In the face of a declining tax base, states have increased tax rates in order to maintain tax revenues, the authors find. The average tax rate among states that levy a retail sales tax was 5.7 percent in 2015 compared to 3.5 percent in 1970. Existing literature suggests that tax rates above 10 percent are almost impossible to administer due to low compliance. The authors note that tax rates have been drifting upwards since the 1970s, with many states already above 7 percent, and warn that retail sales tax compliance may become a challenge in the future. The authors note that one change in the economy that creates difficulties for the retail sales tax is the rise of internet commerce. States have yet to devise an effective mechanism to enforce the sales tax on sales from remote vendors with no in-state physical presence. (In South Dakota v. Wayfair, decided June 2018, the Supreme Court ruled that states may charge sales tax on out-of-state purchases, even if the seller does not have a physical presence in the taxing state.) Another challenge is that the shared economy (where peer-to-peer transactions of goods or services are facilitated by online platforms like Airbnb and Uber) makes tax administration more complicated.
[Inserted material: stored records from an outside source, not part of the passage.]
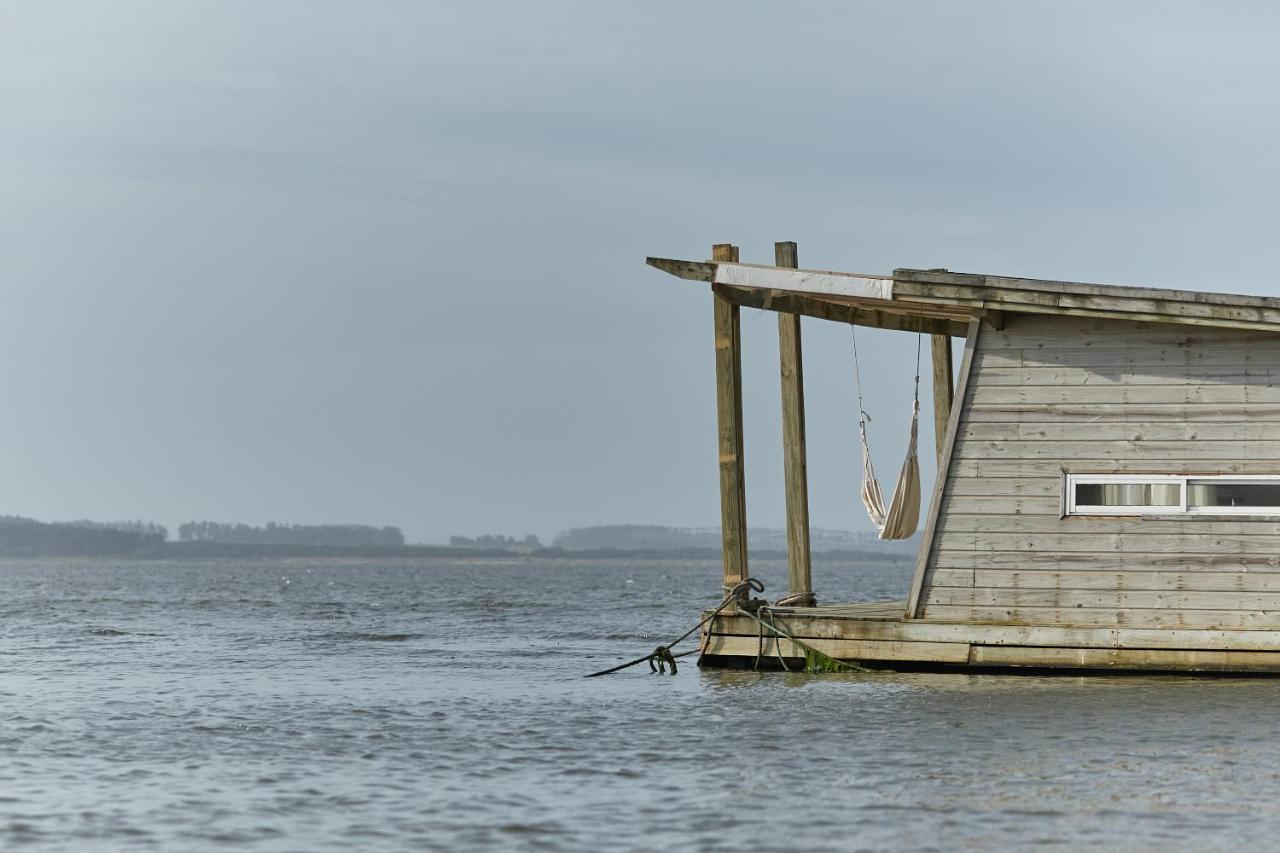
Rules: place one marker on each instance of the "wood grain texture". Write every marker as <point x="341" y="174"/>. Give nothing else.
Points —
<point x="944" y="389"/>
<point x="728" y="416"/>
<point x="794" y="454"/>
<point x="945" y="463"/>
<point x="1054" y="395"/>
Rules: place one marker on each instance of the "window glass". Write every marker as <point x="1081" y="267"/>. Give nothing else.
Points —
<point x="1201" y="493"/>
<point x="1128" y="493"/>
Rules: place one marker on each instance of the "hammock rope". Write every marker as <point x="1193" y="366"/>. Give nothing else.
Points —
<point x="900" y="519"/>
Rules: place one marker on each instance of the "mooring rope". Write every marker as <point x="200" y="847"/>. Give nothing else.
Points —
<point x="827" y="660"/>
<point x="662" y="656"/>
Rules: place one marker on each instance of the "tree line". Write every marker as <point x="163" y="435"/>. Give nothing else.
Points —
<point x="360" y="536"/>
<point x="23" y="537"/>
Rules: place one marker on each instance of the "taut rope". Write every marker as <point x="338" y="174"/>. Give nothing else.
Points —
<point x="662" y="656"/>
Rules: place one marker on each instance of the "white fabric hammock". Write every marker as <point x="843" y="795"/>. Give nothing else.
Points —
<point x="900" y="519"/>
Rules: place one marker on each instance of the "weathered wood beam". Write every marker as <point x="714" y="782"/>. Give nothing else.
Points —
<point x="1086" y="300"/>
<point x="931" y="521"/>
<point x="942" y="389"/>
<point x="851" y="314"/>
<point x="688" y="270"/>
<point x="728" y="416"/>
<point x="794" y="459"/>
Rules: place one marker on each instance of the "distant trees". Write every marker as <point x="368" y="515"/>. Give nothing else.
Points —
<point x="497" y="541"/>
<point x="141" y="528"/>
<point x="360" y="536"/>
<point x="27" y="537"/>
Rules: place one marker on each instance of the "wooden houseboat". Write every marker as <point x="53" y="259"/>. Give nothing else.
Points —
<point x="1109" y="474"/>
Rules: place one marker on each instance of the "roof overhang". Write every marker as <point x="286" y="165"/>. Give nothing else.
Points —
<point x="944" y="302"/>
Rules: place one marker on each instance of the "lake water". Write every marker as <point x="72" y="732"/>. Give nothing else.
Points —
<point x="329" y="706"/>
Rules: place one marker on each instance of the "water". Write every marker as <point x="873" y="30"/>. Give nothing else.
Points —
<point x="327" y="706"/>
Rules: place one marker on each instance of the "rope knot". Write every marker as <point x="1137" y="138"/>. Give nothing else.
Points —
<point x="663" y="656"/>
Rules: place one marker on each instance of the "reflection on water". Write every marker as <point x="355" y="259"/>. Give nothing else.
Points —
<point x="337" y="706"/>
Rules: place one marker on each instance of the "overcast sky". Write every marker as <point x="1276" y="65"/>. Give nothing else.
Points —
<point x="384" y="263"/>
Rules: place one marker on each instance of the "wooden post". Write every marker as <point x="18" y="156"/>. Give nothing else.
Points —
<point x="794" y="459"/>
<point x="942" y="389"/>
<point x="728" y="415"/>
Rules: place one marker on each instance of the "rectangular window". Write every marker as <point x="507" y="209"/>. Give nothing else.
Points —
<point x="1159" y="495"/>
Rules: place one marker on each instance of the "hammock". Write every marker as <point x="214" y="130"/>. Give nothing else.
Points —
<point x="903" y="515"/>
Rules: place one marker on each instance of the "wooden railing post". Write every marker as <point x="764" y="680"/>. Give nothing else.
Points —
<point x="728" y="416"/>
<point x="942" y="389"/>
<point x="794" y="457"/>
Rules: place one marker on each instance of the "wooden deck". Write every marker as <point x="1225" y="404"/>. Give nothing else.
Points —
<point x="878" y="635"/>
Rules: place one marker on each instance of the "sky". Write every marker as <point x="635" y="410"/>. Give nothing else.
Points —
<point x="384" y="263"/>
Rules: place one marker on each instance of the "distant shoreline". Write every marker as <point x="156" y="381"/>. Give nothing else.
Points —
<point x="181" y="551"/>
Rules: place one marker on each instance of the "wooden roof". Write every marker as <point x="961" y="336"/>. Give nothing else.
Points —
<point x="942" y="302"/>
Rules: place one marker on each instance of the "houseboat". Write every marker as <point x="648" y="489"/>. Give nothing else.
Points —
<point x="1109" y="475"/>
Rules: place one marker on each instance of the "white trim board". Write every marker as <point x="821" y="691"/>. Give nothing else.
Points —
<point x="804" y="281"/>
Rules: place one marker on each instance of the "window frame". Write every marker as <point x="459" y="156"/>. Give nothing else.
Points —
<point x="1182" y="509"/>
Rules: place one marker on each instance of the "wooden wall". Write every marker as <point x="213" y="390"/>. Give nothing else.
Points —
<point x="1054" y="393"/>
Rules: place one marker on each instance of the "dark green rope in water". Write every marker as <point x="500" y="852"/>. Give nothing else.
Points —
<point x="662" y="656"/>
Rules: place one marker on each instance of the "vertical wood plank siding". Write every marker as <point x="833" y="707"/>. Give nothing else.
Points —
<point x="1054" y="395"/>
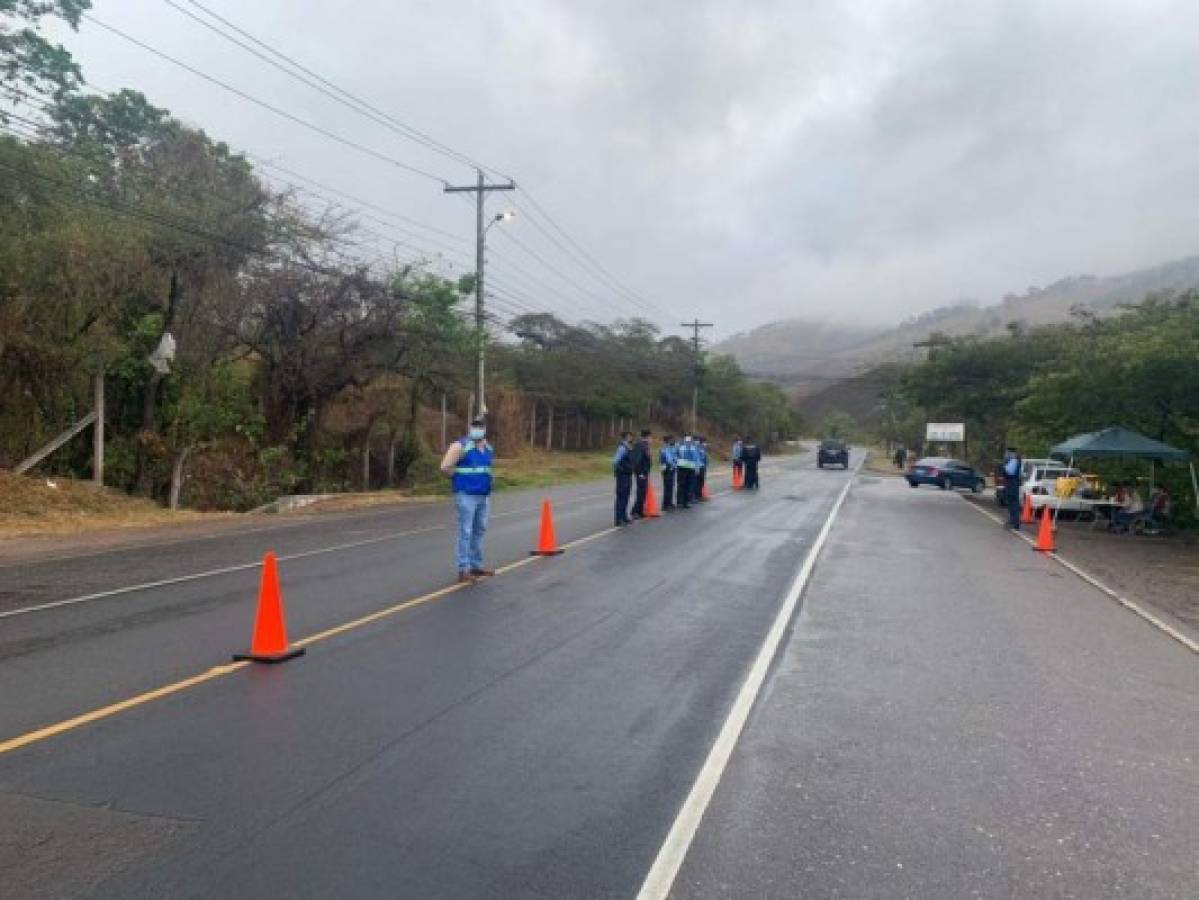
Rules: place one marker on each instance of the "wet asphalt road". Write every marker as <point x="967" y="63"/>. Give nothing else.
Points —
<point x="957" y="717"/>
<point x="531" y="736"/>
<point x="952" y="716"/>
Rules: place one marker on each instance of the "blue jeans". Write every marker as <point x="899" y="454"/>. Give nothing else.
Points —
<point x="1013" y="507"/>
<point x="473" y="512"/>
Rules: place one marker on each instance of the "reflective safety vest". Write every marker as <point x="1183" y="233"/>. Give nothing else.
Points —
<point x="688" y="455"/>
<point x="473" y="475"/>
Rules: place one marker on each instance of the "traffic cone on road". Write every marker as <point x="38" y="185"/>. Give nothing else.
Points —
<point x="1044" y="535"/>
<point x="269" y="642"/>
<point x="547" y="544"/>
<point x="651" y="502"/>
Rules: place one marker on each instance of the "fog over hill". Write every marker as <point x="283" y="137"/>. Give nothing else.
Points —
<point x="809" y="354"/>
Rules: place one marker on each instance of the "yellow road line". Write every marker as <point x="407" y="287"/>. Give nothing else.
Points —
<point x="106" y="712"/>
<point x="119" y="707"/>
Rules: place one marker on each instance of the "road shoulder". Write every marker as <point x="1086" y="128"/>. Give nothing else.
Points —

Mikesell and Kioko note that that a considerable share of the challenge to state retail sales taxes is within the control of state lawmakers, and some states have had modest success at restructuring. “The sales tax future much depends on the design of strategies to enact identified solutions to structural, behavioral, and administrative threats. None are impossible,” they conclude.

“The sales tax future much depends on the design of strategies to enact identified solutions to structural, behavioral, and administrative threats. None are impossible.”